Films can sometimes be defining parts of our lives. Finding Forrester is one such film. I found a connect and a reflection of it in my life. The film is based on a unique relationship between an eccentric Caucasian retired author and a coloured boy. Their shared passion for the written word brings them close and establishes an unlikely bonding. This friendship, this unique bond is the most essential component of their association.
The Guru Shishya parampara has been an integral part of education in the Indian tradition. In the old days the student or Shishya used to stay with his Guru’s, thus building a great rapport between them, eventually creating a great intellectual and emotional bonding.
‘Gu’ means Dark and ‘Ru’ means Light so the Guru is the person who leads his Shishya from Darkness to Light, and helps his Shishya to embark on a journey from ignorance to bliss, wisdom and enlightenment. The teacher gradually becomes a mentor who touches every aspects of the student’s life. Forrester, a reclusive author helps a sixteen years old intellectually gifted black boy Jamal to find his words, to hone his writing skill. Jamal in return helps Forrester break free from his shell. This movie is all about mentorship, how to guide a wandering soul and how to help find the meaning of life.
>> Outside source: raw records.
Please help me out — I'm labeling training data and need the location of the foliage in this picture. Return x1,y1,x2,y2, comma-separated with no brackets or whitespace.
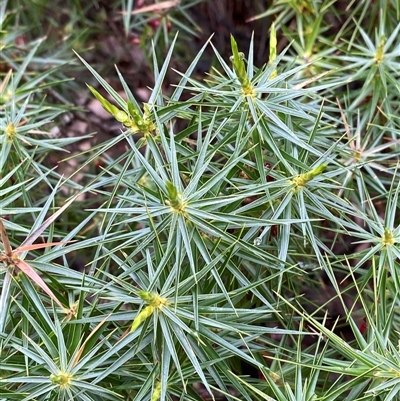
1,1,400,401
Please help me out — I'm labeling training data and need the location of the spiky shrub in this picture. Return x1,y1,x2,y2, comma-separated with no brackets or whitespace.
1,1,400,401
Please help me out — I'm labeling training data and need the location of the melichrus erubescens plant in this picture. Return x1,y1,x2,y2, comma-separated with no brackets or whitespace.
2,1,400,401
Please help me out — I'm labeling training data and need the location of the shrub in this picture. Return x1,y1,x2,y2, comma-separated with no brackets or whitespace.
1,1,400,400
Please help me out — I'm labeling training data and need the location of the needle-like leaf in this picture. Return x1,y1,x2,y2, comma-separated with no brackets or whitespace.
0,218,12,256
20,196,77,248
15,259,66,310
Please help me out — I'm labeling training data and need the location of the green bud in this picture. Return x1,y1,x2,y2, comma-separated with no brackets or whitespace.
139,290,157,303
165,181,185,211
138,291,168,307
151,381,162,401
269,22,277,80
130,305,154,332
114,110,129,123
382,227,395,247
292,164,327,188
230,35,254,96
49,371,72,387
This movie always reminds me one of the most important people in my life, to whom I am and will always be indebted. I distinctly remember the day he first came to our home; it was a Sunday. A middle-aged man, quite short in stature, accompanied by a family friend. We were introduced and grudgingly I agreed to take English tuition from him, as I was preparing for my board examination.
I started addressing him as Mastermoshai. He came to teach me when I was about fifteen and he must have been in his forties. In no time whatever reservations, I had, were gone. Soon we bonded and bonded really well. He loved teaching and belonged to that now-extinct breed of ‘Mastermoshais’ who despite being an English teacher knew how to teach Mathematics as well.
He used to come three times a week, after work. I never saw him in any other attire except in dhuti-panjabi (dhoti kurta). The colour of his kurta was always saffron, I never thought of asking the reason. During winter a half or full sweater was added accordingly along with an off-white shawl.
Coming from a non-intellectual background he had been caught between the necessity of taking care of a large family and his own dream of pursuing higher studies. He gave up the later and took up an ordinary job to fulfill his responsibilities towards his family. He kept his love for language alive by giving English tuitions.
He believed that good writing came from a lot of reading and encouraged me to do so, though I didn’t need any prodding. He transmitted his love for the English language to me as I plodded through my board examinations. I think our mutual love for the language strengthened our bond and he inspired me to excel. I happened to see his predilection for English and the frustration, also for the lack of scope of the application of this language, as he was a mere clerk in a school board office. Even his access to any latest novel or magazine in English was limited, as we lived in a small-town where the district library couldn’t assuage one’s hunger for knowledge. Our home however had plenty of English magazines, books, novels and classics. He regularly borrowed books from my parents and after a hard day’s work, spent nights devouring those. It was his passion for reading that left a strong impression on me. I realized his frugal lifestyle couldn’t kill his appetite knowledge.
His influence upon me was beyond academia as he helped me to restore myself to life when I was going through a very rough patch and often got rather depressed. Even my nearest and dearest ones weren’t around that time and thought I could never pull myself back to life. But like the proverbial angel Mastermoshai was there. He took extra time out of his busy schedule and started spending more time with me, encouraging me to engage in conversation regarding the topics I loved. It was he from whom I heard the story of Mentor who was a character from the Greek epic Odyssey. Little did I know that this particular word would later become synonymous with him. His immense faith in me helped me deal with that adverse time and I slowly started believing in myself.
Then the time came for me to grow up and leave my town for higher studies and I hardly saw him after that. Whenever I went back to Purulia, it never occurred to me to visit him, except once. I took my child with me to invite him for my younger sister’s wedding. He came. I think that was the last time I met him. Then one day I got the news of his demise. The shocking news of Mastermoshai’s death took four years to reach me. A town that was full of my friends and relatives had managed to keep this news from me for so long.
I, who he used to call his favorite, had failed my Mastermoshai. I had never bothered to contact him. I took him for granted as if he was supposed to be there forever. But life chose to punish me, to teach me the value of relationships, which it does time and again.
Maybe this is his last parting lesson for me. He was my only Mastermoshai and will always remain so.